Lo zucchero di cocco fa bene o fa male?

588 visualizzazioni Scrivi un commento

Lo zucchero di cocco, anche chiamato zucchero di palma da cocco, si ricava naturalmente dal nettare della palma da cocco, il fluido zuccherino che circola nella pianta del cocco. E’ un dolcificante naturale diventato molto popolare negli ultimi anni, soprattutto grazie all’alto contenuto di sostanze nutritive e al suo indice glicemico, che è più basso rispetto a quello dello zucchero.

Lo zucchero di cocco si ricava con un processo in due fasi: quando la palma da cocco è matura, dai 6 ai 10 anni, comincia a sviluppare mazzi di fiori, la linfa converte le sue riserve di amido in zucchero per la crescita di questi fiori. Inizialmente i fiori della palma da cocco vengono incisi e il nettare viene raccolto in appositi contenitori di vetro chiamati bampongs (la raccolta della linfa è svolta solo da gennaio a inizio giugno a mano, per 4 ore al mattino e 4 ore la sera), successivamente il liquido viene sottoposto a calore fino a quando la maggior parte dell’acqua non evapora, questo processo viene effettuato a temperature inferiori a 40°C questo permette di conservare tutti i minerali e le vitamine che questo zucchero naturale fornisce. Il prodotto finale è lo zucchero di cocco, uno zucchero cristallino dal colore dorato e dal sapore simile a quello di canna. Il colore e il sapore possono variare a seconda del tipo di palma da cocco, oltre che a seconda della stagione del raccolto e del modo in cui è lavorato il nettare. Spesso è confuso con lo zucchero di palma, che è simile, ma si ricava da una palma diversa.

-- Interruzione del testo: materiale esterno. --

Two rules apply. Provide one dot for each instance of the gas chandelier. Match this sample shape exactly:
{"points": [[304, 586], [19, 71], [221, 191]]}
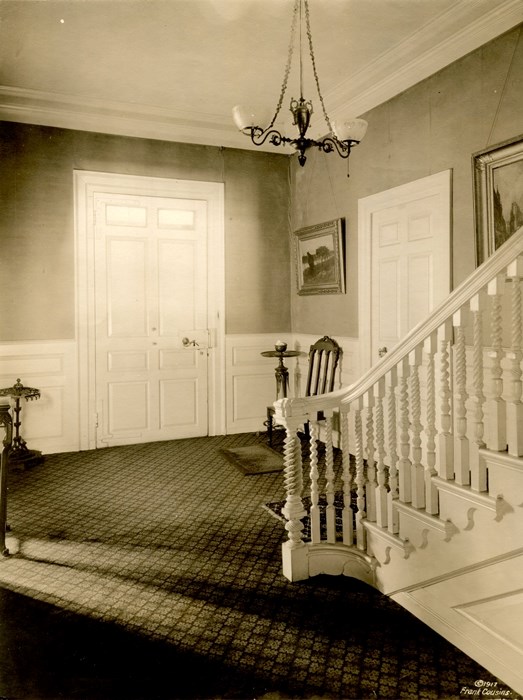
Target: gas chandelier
{"points": [[342, 134]]}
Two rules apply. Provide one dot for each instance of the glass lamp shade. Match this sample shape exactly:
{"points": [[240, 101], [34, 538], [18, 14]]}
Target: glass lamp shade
{"points": [[245, 117], [349, 129]]}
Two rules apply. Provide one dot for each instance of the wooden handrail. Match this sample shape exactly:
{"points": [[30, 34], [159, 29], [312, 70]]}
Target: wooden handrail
{"points": [[298, 407]]}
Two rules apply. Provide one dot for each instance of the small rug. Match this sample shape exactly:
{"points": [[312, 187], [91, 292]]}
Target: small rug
{"points": [[254, 459]]}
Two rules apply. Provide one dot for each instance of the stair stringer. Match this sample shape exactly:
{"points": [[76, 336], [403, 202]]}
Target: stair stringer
{"points": [[472, 528]]}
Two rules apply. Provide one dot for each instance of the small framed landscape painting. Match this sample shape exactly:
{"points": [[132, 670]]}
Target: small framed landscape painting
{"points": [[498, 195], [320, 258]]}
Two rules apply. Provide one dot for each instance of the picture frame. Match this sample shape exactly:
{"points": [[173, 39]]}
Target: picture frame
{"points": [[320, 258], [498, 195]]}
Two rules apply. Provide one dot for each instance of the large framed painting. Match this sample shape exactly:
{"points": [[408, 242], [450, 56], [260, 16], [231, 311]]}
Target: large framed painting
{"points": [[498, 195], [320, 259]]}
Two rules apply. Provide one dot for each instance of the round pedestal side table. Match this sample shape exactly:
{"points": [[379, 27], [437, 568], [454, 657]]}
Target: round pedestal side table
{"points": [[281, 372]]}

Inoltre,sembra che lo zucchero di cocco sia più nutriente del normale zucchero in quanto è stato dimostrato che quest’ultimo non contenga nutrienti vitali, ma sono calorie vuote. Al contrario, lo zucchero di cocco contiene un po’ dei nutrienti della palma da cocco. Questo è stato dimostrato dal Phillipine Department of Agriculture. I nutrienti più interessanti sono ferro, zinco, calcio e potassio, alcuni acidi grassi a catena corta, polifenoli e antiossidanti benefici; inoltre, questo zucchero è una fonte naturale di vitamine B1, B2, B3, B6 e C. E dalla sua ha che è un prodotto non lavorato, non filtrato, non sbiancato e non contiene conservanti e glutine.

Lo zucchero di cocco contiene anche una fibra chiamata inulina, che rallenta l’assorbimento del glucosio, e questo spiega il motivo per cui ha un indice glicemico più basso rispetto al normale zucchero.

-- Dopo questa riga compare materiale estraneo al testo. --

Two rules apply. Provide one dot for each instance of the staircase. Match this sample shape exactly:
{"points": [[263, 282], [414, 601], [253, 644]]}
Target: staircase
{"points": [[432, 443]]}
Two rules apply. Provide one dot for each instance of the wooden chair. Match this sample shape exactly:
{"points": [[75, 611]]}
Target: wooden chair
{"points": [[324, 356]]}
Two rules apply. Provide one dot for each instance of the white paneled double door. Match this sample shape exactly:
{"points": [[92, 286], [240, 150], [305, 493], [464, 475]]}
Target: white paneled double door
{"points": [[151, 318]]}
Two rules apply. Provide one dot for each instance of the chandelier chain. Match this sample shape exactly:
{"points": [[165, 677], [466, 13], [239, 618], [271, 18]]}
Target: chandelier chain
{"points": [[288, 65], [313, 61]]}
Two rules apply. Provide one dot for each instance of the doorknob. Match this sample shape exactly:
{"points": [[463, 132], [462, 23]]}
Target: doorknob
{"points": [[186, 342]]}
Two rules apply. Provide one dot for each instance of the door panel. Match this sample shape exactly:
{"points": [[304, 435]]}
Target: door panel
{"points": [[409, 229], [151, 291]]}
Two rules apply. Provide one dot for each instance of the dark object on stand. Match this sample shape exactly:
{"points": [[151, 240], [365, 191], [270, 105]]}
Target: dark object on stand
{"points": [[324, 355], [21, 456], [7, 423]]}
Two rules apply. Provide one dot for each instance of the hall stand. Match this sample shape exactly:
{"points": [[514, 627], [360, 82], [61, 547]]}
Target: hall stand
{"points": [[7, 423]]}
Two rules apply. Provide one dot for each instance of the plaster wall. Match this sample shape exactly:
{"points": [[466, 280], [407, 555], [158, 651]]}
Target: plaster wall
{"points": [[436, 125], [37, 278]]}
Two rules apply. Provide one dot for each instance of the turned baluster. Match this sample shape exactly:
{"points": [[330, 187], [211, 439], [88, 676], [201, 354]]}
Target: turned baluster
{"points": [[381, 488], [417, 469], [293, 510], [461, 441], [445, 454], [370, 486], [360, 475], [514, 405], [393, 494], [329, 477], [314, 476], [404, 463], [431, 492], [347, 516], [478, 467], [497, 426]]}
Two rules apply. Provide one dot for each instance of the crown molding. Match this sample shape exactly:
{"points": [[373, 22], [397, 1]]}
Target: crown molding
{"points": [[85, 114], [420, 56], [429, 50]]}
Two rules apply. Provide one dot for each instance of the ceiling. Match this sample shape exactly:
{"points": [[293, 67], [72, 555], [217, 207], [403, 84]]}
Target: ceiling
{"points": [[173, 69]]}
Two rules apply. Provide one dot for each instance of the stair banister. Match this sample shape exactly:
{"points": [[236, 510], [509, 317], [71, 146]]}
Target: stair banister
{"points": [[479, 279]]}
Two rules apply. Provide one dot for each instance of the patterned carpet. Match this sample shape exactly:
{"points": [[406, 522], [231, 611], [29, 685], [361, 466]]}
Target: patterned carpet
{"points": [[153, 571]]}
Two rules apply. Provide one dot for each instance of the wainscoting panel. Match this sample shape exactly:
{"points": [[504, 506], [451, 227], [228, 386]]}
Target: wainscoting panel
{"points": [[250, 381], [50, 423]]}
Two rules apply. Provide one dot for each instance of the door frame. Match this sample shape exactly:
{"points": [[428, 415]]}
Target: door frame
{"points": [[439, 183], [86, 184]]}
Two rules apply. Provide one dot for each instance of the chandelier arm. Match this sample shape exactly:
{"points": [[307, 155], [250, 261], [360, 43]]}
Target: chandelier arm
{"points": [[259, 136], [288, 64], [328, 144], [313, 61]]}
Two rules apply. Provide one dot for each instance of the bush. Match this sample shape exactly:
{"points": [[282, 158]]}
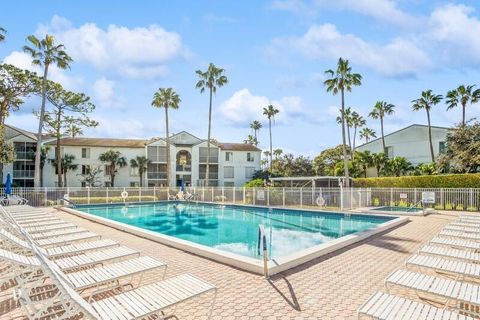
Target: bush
{"points": [[439, 181]]}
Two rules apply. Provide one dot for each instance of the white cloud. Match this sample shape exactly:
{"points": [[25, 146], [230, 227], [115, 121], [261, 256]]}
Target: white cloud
{"points": [[399, 57], [24, 61], [137, 52], [382, 10], [455, 31], [243, 107], [104, 94]]}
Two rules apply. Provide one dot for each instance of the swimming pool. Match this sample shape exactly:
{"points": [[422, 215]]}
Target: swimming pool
{"points": [[232, 231]]}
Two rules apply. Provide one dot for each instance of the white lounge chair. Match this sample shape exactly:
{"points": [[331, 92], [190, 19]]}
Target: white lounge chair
{"points": [[452, 253], [456, 243], [450, 293], [384, 306], [459, 269], [460, 235]]}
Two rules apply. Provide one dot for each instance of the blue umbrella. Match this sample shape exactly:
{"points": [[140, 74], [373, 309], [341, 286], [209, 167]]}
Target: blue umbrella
{"points": [[182, 186], [8, 185]]}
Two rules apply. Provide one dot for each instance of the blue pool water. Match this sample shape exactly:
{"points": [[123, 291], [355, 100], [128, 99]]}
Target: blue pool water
{"points": [[235, 228]]}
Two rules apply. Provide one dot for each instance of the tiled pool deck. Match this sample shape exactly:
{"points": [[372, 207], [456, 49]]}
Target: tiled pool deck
{"points": [[331, 287]]}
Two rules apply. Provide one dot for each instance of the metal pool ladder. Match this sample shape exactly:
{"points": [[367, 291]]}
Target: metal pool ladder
{"points": [[262, 243]]}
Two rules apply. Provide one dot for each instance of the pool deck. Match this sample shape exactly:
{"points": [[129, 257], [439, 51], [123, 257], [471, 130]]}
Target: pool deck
{"points": [[330, 287]]}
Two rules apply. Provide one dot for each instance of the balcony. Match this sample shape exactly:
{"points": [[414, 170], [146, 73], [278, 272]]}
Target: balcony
{"points": [[23, 173], [186, 167]]}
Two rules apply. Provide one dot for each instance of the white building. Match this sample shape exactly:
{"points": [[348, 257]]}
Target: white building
{"points": [[231, 164], [410, 142]]}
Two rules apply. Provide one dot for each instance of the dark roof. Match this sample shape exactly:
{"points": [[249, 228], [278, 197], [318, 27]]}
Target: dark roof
{"points": [[101, 142], [237, 146], [394, 132]]}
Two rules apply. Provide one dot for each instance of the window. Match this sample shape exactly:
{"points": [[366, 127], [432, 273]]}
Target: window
{"points": [[390, 152], [85, 153], [249, 171], [108, 170], [442, 147], [85, 169], [134, 172], [228, 172]]}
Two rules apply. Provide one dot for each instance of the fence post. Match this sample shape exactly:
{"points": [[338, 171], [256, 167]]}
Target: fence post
{"points": [[301, 197]]}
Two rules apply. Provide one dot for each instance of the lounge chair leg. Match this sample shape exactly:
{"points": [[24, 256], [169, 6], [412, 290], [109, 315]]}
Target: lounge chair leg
{"points": [[212, 304]]}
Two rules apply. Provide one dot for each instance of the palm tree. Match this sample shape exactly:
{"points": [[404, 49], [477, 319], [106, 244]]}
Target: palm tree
{"points": [[166, 98], [141, 163], [365, 160], [356, 122], [255, 126], [114, 160], [340, 80], [367, 133], [277, 153], [270, 111], [380, 110], [43, 158], [44, 53], [427, 101], [2, 34], [210, 80], [461, 97], [378, 161]]}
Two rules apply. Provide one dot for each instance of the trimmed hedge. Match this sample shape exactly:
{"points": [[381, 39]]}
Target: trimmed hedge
{"points": [[471, 180]]}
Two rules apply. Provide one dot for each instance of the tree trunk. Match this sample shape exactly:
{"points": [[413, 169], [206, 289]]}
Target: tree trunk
{"points": [[383, 137], [207, 169], [36, 180], [168, 145], [58, 155], [430, 137], [344, 143], [271, 146]]}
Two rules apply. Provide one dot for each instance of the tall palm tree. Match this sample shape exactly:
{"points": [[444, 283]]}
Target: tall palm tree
{"points": [[379, 160], [426, 102], [380, 110], [462, 96], [115, 160], [44, 53], [255, 126], [367, 133], [342, 80], [141, 163], [2, 34], [270, 111], [166, 98], [66, 164], [210, 80]]}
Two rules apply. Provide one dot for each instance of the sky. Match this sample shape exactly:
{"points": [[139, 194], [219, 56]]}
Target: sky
{"points": [[273, 52]]}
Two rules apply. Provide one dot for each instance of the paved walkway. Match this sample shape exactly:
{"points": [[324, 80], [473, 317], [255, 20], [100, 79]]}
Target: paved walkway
{"points": [[331, 287]]}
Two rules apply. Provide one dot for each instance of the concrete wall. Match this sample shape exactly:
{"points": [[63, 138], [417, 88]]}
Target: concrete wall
{"points": [[411, 143]]}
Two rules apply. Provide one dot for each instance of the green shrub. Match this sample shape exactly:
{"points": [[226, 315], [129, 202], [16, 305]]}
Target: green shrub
{"points": [[471, 180]]}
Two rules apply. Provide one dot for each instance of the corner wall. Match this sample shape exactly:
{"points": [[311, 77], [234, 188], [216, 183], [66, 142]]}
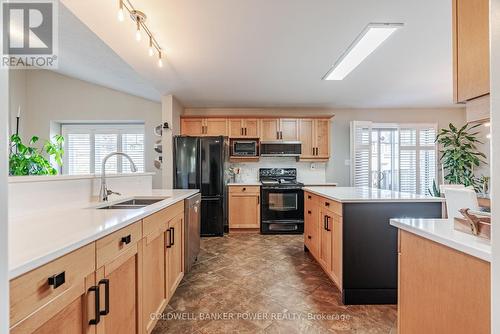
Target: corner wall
{"points": [[4, 260], [50, 97]]}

Purtroppo lo zucchero di cocco contiene molte calorie, come lo zucchero, e per soddisfare il fabbisogno di nurienti bisognerebbe mangiarne una grandissima quantità. Lo zucchero di cocco ha però un indice glicemico basso (GI: 35 vs 60 dello zucchero semplice), ossia l’unità di misura della velocità con cui cibo innalza i livelli di zucchero nel sangue. Purtroppo, però, questi sono solo i risultati di uno studio condotto dal Phillipine Food and Nutrition Research Institute e  fatto solo su 10 persone. Per questo sarebbe opportuno fare un confronto con altri studi.

Tra le caratteristiche “negative” che contraddistinguono  lo zucchero bianco oltre l’assenza di nutrienti, le abbondanti calorie e l’alto indice glicemico, la più importante è la sua ricchezza in fruttosio (saccarosio + glucosio). Purtroppo anche lo zucchero di cocco è fatto per il 70-80% di saccarosio, che è per metà fruttosio. Il fruttosio, consumato in eccesso, può avere sul corpo effetti dannosi quali resistenza all’insulina, accumulo di grassi nel fegato, innalzamento dei livelli di colesterolo e trigliceridi.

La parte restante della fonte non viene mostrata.